The agreement for the fiscal year beginning July 1 came after two weeks of almost-daily talks behind closed doors and at a time when schools are making plans to lay off thousands of employees, in part because of cuts in state aid this year. Corbett, a Republican who took office last year after campaigning on a pledge not to raise taxes, and the others would not give details about their new agreement until rank-and-file lawmakers are briefed in the coming days.

"We have agreement among ourselves on many, many areas," Corbett told reporters gathered in his Capitol offices. "There are still some other areas we need to work out."

The budget, which typically involves the passage of a couple dozen pieces of legislation, will still require approval by the full House and Senate to go into effect.

Democrats were not invited to the talks, and not one single Democratic lawmaker voted for the current budget, which is Corbett's first as governor.

The newly agreed-upon spending plan appears to be nearly identical to one proposed by lawmakers. If so, it will include no new taxes while raising spending less than 2 percent and leaving about $267 million in reserve a year from now.

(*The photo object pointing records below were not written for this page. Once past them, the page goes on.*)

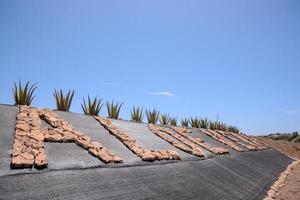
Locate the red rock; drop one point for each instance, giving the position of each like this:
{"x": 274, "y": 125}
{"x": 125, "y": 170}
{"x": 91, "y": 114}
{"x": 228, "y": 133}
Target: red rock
{"x": 40, "y": 160}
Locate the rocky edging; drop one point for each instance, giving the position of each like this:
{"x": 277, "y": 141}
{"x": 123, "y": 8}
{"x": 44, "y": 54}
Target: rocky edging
{"x": 130, "y": 143}
{"x": 184, "y": 133}
{"x": 221, "y": 139}
{"x": 281, "y": 181}
{"x": 29, "y": 149}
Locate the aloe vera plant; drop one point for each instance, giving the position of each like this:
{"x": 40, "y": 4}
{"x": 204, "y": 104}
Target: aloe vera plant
{"x": 63, "y": 101}
{"x": 184, "y": 122}
{"x": 152, "y": 116}
{"x": 204, "y": 123}
{"x": 136, "y": 114}
{"x": 212, "y": 125}
{"x": 24, "y": 95}
{"x": 173, "y": 121}
{"x": 194, "y": 122}
{"x": 233, "y": 129}
{"x": 92, "y": 107}
{"x": 164, "y": 119}
{"x": 113, "y": 109}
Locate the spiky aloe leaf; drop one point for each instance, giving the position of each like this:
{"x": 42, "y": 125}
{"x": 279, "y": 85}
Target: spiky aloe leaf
{"x": 184, "y": 122}
{"x": 91, "y": 107}
{"x": 204, "y": 123}
{"x": 24, "y": 95}
{"x": 164, "y": 119}
{"x": 152, "y": 116}
{"x": 173, "y": 121}
{"x": 194, "y": 122}
{"x": 113, "y": 109}
{"x": 63, "y": 101}
{"x": 137, "y": 114}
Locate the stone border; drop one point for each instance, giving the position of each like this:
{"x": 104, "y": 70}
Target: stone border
{"x": 281, "y": 181}
{"x": 186, "y": 145}
{"x": 130, "y": 143}
{"x": 237, "y": 140}
{"x": 62, "y": 131}
{"x": 29, "y": 149}
{"x": 184, "y": 133}
{"x": 221, "y": 139}
{"x": 249, "y": 141}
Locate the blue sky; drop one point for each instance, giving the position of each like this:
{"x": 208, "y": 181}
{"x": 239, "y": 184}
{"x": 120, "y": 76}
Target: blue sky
{"x": 238, "y": 60}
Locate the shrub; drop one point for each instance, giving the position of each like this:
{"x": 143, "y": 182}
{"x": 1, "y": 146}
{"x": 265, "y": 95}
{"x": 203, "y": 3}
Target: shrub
{"x": 152, "y": 116}
{"x": 194, "y": 122}
{"x": 63, "y": 101}
{"x": 173, "y": 121}
{"x": 137, "y": 114}
{"x": 113, "y": 109}
{"x": 92, "y": 107}
{"x": 204, "y": 123}
{"x": 184, "y": 122}
{"x": 24, "y": 95}
{"x": 164, "y": 119}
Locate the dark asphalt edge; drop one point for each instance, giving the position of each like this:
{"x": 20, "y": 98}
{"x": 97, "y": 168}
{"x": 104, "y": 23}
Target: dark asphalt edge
{"x": 114, "y": 166}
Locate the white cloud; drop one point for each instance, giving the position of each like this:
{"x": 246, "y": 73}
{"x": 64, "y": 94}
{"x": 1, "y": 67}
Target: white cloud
{"x": 293, "y": 111}
{"x": 107, "y": 83}
{"x": 169, "y": 94}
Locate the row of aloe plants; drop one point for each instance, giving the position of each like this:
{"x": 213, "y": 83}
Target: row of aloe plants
{"x": 24, "y": 95}
{"x": 208, "y": 124}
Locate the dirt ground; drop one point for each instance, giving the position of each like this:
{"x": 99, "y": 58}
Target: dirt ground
{"x": 291, "y": 190}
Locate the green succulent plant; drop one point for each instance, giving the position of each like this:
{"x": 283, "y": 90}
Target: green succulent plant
{"x": 233, "y": 129}
{"x": 204, "y": 123}
{"x": 212, "y": 125}
{"x": 184, "y": 122}
{"x": 24, "y": 95}
{"x": 136, "y": 114}
{"x": 113, "y": 109}
{"x": 164, "y": 119}
{"x": 152, "y": 116}
{"x": 194, "y": 122}
{"x": 173, "y": 121}
{"x": 63, "y": 101}
{"x": 92, "y": 107}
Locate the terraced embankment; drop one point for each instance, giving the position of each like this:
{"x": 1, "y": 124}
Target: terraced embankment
{"x": 157, "y": 162}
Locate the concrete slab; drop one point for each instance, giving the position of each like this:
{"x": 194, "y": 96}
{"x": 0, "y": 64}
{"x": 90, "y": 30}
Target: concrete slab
{"x": 93, "y": 129}
{"x": 198, "y": 134}
{"x": 148, "y": 140}
{"x": 69, "y": 155}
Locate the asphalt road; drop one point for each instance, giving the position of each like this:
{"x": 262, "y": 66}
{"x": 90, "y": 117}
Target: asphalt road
{"x": 240, "y": 176}
{"x": 73, "y": 173}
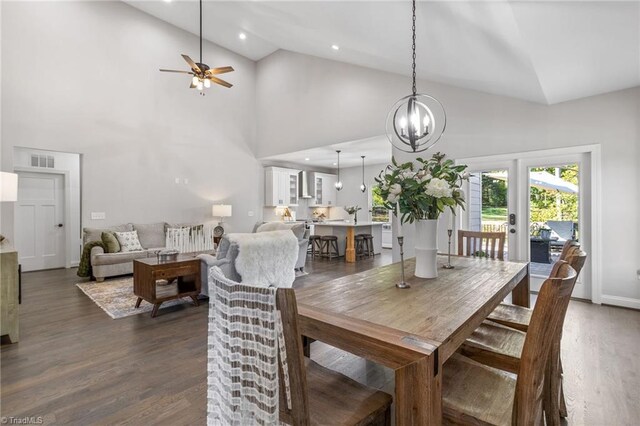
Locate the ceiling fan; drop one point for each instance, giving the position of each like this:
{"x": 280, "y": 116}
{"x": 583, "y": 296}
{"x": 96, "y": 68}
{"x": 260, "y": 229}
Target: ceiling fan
{"x": 202, "y": 74}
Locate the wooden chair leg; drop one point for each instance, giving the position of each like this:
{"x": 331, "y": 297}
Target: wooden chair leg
{"x": 154, "y": 311}
{"x": 563, "y": 403}
{"x": 552, "y": 387}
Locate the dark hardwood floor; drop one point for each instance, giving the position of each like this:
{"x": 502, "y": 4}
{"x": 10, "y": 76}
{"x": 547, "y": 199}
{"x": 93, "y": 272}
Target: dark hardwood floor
{"x": 76, "y": 365}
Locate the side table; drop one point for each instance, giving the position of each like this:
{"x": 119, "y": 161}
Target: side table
{"x": 150, "y": 276}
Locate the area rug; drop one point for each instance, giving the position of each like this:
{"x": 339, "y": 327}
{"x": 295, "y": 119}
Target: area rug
{"x": 116, "y": 297}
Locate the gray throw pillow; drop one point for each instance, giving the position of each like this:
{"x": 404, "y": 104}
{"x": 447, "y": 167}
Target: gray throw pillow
{"x": 297, "y": 228}
{"x": 223, "y": 248}
{"x": 110, "y": 242}
{"x": 151, "y": 235}
{"x": 95, "y": 234}
{"x": 129, "y": 241}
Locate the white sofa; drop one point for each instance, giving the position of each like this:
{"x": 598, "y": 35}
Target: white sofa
{"x": 152, "y": 238}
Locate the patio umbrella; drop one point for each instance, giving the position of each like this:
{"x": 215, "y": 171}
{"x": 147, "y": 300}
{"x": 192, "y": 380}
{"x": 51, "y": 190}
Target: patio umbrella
{"x": 543, "y": 180}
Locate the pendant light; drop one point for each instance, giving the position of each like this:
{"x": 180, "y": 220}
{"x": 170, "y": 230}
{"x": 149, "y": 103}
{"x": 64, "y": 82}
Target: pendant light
{"x": 338, "y": 184}
{"x": 363, "y": 187}
{"x": 416, "y": 122}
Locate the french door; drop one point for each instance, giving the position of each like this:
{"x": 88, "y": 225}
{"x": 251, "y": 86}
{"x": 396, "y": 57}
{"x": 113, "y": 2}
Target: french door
{"x": 538, "y": 202}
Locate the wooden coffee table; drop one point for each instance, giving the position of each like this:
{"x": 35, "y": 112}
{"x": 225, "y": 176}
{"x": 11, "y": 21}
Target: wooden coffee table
{"x": 158, "y": 281}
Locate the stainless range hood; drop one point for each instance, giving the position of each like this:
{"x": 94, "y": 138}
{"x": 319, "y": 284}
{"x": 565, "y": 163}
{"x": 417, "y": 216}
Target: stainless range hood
{"x": 305, "y": 185}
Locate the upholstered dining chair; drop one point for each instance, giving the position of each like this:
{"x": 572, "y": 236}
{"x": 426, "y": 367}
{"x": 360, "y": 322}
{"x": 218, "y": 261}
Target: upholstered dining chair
{"x": 482, "y": 244}
{"x": 474, "y": 393}
{"x": 500, "y": 346}
{"x": 257, "y": 373}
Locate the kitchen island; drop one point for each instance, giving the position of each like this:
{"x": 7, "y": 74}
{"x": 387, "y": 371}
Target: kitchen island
{"x": 346, "y": 231}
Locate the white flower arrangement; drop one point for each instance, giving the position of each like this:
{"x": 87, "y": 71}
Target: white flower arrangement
{"x": 423, "y": 190}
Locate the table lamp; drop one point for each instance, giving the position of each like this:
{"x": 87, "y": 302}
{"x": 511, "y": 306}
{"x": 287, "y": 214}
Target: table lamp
{"x": 8, "y": 190}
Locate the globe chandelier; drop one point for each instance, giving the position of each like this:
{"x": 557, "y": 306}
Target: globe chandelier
{"x": 415, "y": 122}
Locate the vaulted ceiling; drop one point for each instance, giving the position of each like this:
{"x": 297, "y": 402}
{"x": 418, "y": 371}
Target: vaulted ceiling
{"x": 541, "y": 51}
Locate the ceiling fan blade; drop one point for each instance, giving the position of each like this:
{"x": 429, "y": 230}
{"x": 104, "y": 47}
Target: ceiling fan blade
{"x": 219, "y": 81}
{"x": 181, "y": 72}
{"x": 192, "y": 64}
{"x": 221, "y": 70}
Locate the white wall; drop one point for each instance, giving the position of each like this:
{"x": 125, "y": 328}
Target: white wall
{"x": 331, "y": 102}
{"x": 83, "y": 77}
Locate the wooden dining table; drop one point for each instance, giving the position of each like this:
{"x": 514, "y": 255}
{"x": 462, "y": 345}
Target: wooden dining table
{"x": 414, "y": 330}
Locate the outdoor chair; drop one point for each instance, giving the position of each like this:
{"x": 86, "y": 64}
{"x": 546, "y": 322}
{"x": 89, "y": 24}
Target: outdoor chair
{"x": 564, "y": 229}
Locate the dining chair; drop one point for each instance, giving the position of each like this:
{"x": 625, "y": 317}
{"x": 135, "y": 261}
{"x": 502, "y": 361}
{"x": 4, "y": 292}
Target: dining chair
{"x": 257, "y": 369}
{"x": 499, "y": 346}
{"x": 481, "y": 244}
{"x": 474, "y": 393}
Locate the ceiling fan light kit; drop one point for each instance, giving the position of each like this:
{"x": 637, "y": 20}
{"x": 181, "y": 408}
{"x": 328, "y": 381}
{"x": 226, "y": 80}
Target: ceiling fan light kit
{"x": 202, "y": 74}
{"x": 415, "y": 122}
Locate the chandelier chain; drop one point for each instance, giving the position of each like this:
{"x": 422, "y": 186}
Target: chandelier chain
{"x": 413, "y": 47}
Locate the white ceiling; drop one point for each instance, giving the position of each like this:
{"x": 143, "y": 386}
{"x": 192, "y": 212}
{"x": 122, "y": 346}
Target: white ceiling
{"x": 540, "y": 51}
{"x": 376, "y": 151}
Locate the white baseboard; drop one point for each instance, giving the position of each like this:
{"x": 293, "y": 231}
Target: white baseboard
{"x": 627, "y": 302}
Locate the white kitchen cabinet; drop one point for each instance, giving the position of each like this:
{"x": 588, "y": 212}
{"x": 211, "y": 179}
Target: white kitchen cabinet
{"x": 280, "y": 187}
{"x": 324, "y": 191}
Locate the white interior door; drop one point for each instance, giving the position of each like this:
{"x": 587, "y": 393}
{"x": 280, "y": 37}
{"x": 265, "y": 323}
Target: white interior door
{"x": 40, "y": 235}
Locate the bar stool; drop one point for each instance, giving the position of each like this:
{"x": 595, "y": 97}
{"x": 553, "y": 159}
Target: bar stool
{"x": 315, "y": 245}
{"x": 330, "y": 246}
{"x": 368, "y": 245}
{"x": 359, "y": 245}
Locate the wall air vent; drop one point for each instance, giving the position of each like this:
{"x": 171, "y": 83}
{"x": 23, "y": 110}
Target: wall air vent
{"x": 46, "y": 161}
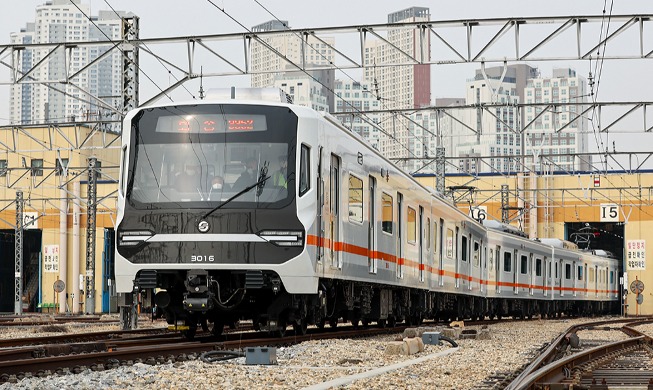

Meanwhile, it would cut business taxes by $275 million while slashing money for county-run social services by 10 percent, or $84 million. Aid for public schools and 18 state-supported universities would remain flat, while the state would eliminate a $150 million cash benefit called General Assistance for temporarily disabled adults who are out of work.

The welfare cash benefit, which dates back to the Great Depression, has been on Republicans' chopping block despite appeals from advocates for the poor and homeless, as well as the AARP, the United Way and religious groups representing Catholics, Methodists, Lutherans, Unitarian Universalists and Jews.

Corbett proposed a $27.1 billion hold-the-line plan in February that nonetheless included deep cuts in aid for education and social services while cutting business taxes and spending more on health care and public employee pension costs.

But tax collections began to brighten after that, and Republican lawmakers used the newly available cash in their alternative plan to add hundreds of millions of dollars to the subsidies that Corbett had proposed for universities, public schools, county-run social services, the race horse industry, medical research, retailers and hospitals and nursing homes that care for the poor.

The Democratic minority in the House of Representatives sought unsuccessfully earlier this month to win a vote for $300 million in additional spending that it insisted the state would collect in taxes and bashed the GOP agenda as needlessly painful for schools and people who depend on social services.